No state assessments at this grade
Students take their next one in Grade 4.
National Monitoring

NAEP (National Assessment of Educational Progress)

Federally administered sample-based assessment in reading, mathematics, science, and writing. NAEP results inform state-by-state comparisons rather than individual student or school accountability.

When given:
biennial in winter
Frequency:
every two years
Official source
Common Questions
  • What does social studies look like this year?

    Students explore four big areas: how government works, how money and choices work, how to read maps and understand places, and how the past connects to today. Most lessons connect these ideas to Delaware and to students' own communities.
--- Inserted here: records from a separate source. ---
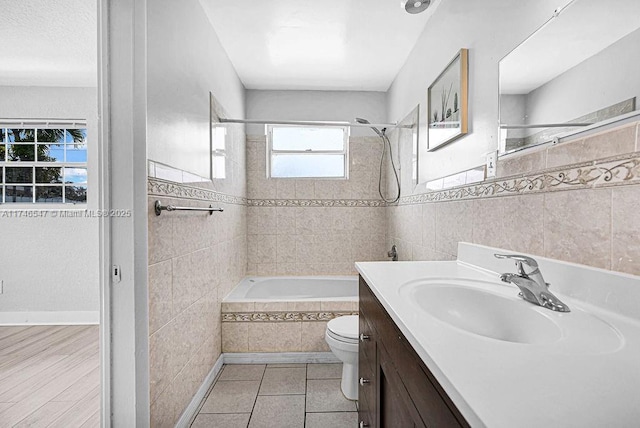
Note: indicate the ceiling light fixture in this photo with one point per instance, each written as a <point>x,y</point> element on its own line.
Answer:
<point>415,6</point>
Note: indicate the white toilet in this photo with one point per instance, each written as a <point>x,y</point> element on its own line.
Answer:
<point>342,337</point>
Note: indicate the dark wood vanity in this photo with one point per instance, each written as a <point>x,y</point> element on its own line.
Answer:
<point>397,390</point>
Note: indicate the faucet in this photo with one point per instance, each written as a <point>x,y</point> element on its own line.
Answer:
<point>532,286</point>
<point>393,253</point>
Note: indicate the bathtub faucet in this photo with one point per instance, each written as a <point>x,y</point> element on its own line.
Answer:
<point>393,253</point>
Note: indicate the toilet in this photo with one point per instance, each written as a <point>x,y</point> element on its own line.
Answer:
<point>342,337</point>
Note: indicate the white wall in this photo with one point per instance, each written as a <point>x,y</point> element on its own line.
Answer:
<point>489,29</point>
<point>316,105</point>
<point>50,265</point>
<point>185,62</point>
<point>605,79</point>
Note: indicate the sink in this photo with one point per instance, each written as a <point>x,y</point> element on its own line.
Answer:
<point>482,308</point>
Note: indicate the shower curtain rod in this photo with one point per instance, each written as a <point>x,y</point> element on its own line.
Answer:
<point>6,122</point>
<point>312,123</point>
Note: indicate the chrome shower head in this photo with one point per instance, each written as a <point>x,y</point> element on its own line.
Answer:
<point>366,122</point>
<point>416,6</point>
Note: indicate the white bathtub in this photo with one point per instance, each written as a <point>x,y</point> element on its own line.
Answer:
<point>295,288</point>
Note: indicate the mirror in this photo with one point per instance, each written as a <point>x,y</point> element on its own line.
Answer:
<point>580,69</point>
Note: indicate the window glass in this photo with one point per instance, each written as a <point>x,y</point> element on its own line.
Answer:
<point>302,139</point>
<point>304,166</point>
<point>307,152</point>
<point>49,194</point>
<point>43,165</point>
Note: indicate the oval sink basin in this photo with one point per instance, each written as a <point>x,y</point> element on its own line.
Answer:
<point>463,305</point>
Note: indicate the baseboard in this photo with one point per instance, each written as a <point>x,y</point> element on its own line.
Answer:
<point>50,318</point>
<point>194,405</point>
<point>279,357</point>
<point>248,358</point>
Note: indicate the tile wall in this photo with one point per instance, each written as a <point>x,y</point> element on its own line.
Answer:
<point>194,261</point>
<point>314,227</point>
<point>577,201</point>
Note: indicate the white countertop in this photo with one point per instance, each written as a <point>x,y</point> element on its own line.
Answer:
<point>579,380</point>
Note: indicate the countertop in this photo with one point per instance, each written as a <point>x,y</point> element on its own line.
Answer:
<point>585,382</point>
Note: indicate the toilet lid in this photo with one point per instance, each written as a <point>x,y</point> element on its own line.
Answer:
<point>345,326</point>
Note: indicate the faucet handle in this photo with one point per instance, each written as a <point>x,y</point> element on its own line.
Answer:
<point>520,259</point>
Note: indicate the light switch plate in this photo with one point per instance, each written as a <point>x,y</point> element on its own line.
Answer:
<point>491,164</point>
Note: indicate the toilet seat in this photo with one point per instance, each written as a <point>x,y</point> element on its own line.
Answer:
<point>344,328</point>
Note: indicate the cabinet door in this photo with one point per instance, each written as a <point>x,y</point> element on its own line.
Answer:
<point>395,405</point>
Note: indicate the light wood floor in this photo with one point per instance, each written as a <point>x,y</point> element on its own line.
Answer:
<point>49,376</point>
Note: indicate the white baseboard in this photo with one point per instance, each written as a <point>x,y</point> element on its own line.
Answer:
<point>279,358</point>
<point>248,358</point>
<point>194,405</point>
<point>50,318</point>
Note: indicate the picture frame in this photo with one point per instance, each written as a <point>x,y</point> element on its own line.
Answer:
<point>447,103</point>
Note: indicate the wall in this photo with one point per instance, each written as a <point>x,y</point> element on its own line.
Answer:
<point>489,29</point>
<point>576,201</point>
<point>194,258</point>
<point>342,106</point>
<point>312,226</point>
<point>184,65</point>
<point>50,268</point>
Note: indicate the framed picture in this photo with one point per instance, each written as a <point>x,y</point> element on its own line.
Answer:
<point>447,102</point>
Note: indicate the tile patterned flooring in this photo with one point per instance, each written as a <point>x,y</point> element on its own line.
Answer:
<point>50,376</point>
<point>277,395</point>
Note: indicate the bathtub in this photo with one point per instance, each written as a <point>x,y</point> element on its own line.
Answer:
<point>297,288</point>
<point>285,314</point>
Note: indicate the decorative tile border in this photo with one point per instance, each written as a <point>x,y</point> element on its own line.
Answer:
<point>619,170</point>
<point>157,187</point>
<point>316,203</point>
<point>282,316</point>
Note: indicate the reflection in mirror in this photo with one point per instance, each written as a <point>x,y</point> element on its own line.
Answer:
<point>578,70</point>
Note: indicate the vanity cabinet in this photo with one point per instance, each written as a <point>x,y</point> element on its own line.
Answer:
<point>396,388</point>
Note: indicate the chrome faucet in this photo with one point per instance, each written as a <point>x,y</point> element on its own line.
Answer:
<point>532,286</point>
<point>393,253</point>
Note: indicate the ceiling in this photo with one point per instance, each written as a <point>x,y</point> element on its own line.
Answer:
<point>48,43</point>
<point>317,44</point>
<point>582,29</point>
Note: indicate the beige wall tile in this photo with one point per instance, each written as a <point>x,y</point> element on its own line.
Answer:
<point>160,232</point>
<point>528,161</point>
<point>275,337</point>
<point>609,143</point>
<point>285,249</point>
<point>285,221</point>
<point>577,227</point>
<point>625,245</point>
<point>235,336</point>
<point>453,224</point>
<point>228,307</point>
<point>428,226</point>
<point>160,295</point>
<point>305,189</point>
<point>513,223</point>
<point>313,337</point>
<point>162,368</point>
<point>261,249</point>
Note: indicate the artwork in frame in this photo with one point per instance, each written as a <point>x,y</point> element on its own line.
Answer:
<point>447,103</point>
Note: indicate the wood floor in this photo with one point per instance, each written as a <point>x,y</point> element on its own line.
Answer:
<point>49,376</point>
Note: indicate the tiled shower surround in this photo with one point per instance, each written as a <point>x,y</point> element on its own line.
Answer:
<point>194,260</point>
<point>314,227</point>
<point>577,201</point>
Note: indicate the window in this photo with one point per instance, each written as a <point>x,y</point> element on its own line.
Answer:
<point>307,152</point>
<point>43,165</point>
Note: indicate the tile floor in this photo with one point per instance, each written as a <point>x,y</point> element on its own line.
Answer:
<point>277,395</point>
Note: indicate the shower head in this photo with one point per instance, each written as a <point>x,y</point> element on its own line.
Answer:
<point>366,122</point>
<point>416,6</point>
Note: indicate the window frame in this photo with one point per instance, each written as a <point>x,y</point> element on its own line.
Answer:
<point>33,184</point>
<point>345,151</point>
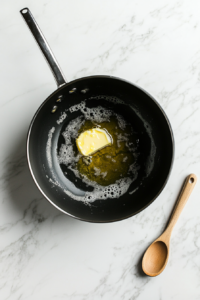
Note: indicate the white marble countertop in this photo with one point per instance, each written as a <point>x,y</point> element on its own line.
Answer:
<point>45,254</point>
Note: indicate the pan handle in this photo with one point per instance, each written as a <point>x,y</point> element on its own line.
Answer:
<point>42,43</point>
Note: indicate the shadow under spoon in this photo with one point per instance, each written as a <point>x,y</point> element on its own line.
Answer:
<point>156,256</point>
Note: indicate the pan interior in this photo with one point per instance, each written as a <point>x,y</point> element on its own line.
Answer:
<point>151,128</point>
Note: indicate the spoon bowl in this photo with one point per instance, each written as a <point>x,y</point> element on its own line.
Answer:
<point>157,254</point>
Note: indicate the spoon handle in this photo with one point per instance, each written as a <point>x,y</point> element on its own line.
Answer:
<point>186,190</point>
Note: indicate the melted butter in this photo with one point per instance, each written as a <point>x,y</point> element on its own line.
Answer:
<point>92,140</point>
<point>110,163</point>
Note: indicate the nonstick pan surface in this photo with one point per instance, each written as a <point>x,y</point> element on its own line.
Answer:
<point>156,143</point>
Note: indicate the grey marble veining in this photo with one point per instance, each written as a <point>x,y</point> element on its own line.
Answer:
<point>44,254</point>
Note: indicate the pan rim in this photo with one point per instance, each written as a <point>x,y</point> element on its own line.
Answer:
<point>108,77</point>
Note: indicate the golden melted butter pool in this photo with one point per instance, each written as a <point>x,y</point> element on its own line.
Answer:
<point>113,162</point>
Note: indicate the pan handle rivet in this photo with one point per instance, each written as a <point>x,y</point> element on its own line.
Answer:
<point>54,109</point>
<point>72,91</point>
<point>84,91</point>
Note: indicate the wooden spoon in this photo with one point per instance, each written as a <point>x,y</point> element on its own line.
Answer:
<point>156,256</point>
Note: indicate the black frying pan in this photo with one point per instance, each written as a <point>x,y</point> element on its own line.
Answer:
<point>141,109</point>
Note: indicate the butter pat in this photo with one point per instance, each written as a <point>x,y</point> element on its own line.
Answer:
<point>90,141</point>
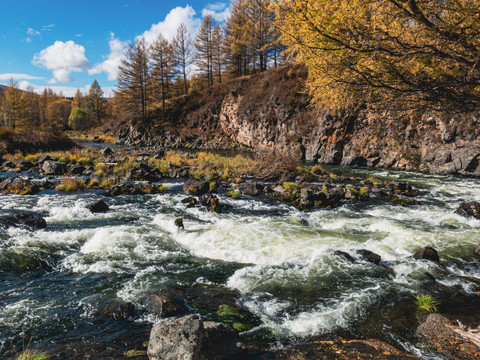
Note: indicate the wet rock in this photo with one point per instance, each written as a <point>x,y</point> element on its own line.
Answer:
<point>344,255</point>
<point>369,256</point>
<point>469,209</point>
<point>25,164</point>
<point>113,309</point>
<point>164,303</point>
<point>190,201</point>
<point>107,151</point>
<point>191,338</point>
<point>99,207</point>
<point>24,220</point>
<point>251,188</point>
<point>19,186</point>
<point>214,205</point>
<point>343,349</point>
<point>196,187</point>
<point>180,338</point>
<point>51,167</point>
<point>442,337</point>
<point>208,299</point>
<point>179,223</point>
<point>427,253</point>
<point>77,169</point>
<point>42,158</point>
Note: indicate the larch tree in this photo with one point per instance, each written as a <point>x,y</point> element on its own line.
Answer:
<point>163,69</point>
<point>134,83</point>
<point>95,104</point>
<point>182,49</point>
<point>203,45</point>
<point>408,53</point>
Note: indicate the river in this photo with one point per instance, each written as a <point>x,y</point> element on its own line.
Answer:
<point>280,259</point>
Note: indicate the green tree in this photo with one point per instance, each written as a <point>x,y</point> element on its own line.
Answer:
<point>78,119</point>
<point>96,105</point>
<point>163,67</point>
<point>182,50</point>
<point>401,52</point>
<point>134,81</point>
<point>203,44</point>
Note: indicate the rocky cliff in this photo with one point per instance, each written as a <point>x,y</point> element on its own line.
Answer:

  • How can I help my child get more out of social studies at home?

    Talk about what they learned at dinner and connect it to real life. Point out a mayor's name on the news, look at a map before a road trip, or talk about why a family chose one purchase over another. Five minutes of conversation makes the classroom lessons stick.

  • What should students understand about government by the end of the year?

    Students should be able to name the three branches and explain that government works at city, state, and national levels. They should also describe basic rights and responsibilities of citizens, like voting, following laws, and speaking up about issues that matter to them.

  • How do I sequence the four strands across the year?

    Many teachers anchor the year in geography and community first, then move into history, government, and economics as students build vocabulary. Pulling Delaware examples through every strand keeps the content concrete and gives students something to return to.

  • My child says social studies is boring. What can I do?

    Pick one topic they mentioned and find a short video, a library book, or a local place to visit. A trip to a state park, a historical marker, or even the grocery store can turn a textbook idea into something real. Curiosity grows when the topic feels close to home.

  • Which skills usually need the most reteaching?

    Map skills and chronological thinking tend to need repeated practice. Reading a legend, understanding scale, and ordering events on a timeline are harder than they look. Short, frequent practice works better than one long unit.

  • What does economics mean for an eight-year-old?

    At this age, economics is about choices and trade-offs. Students learn that they cannot have everything, that prices and supply affect what people buy, and that saving and spending are real decisions. Letting kids help plan a small purchase at home reinforces the same ideas.

  • How do I teach primary sources to students this young?

    Start with one short, visual source: a photograph, a letter, an old map, or an object. Ask what they notice, what they wonder, and who might have made it. Building this habit early pays off when sources get harder in later grades.

  • How do I know if students are ready for next year?

    By spring, students should read a basic map, place events in order on a timeline, explain why people make economic choices, and describe how local and state government affect daily life. They should also be able to back up an idea with something they read or saw.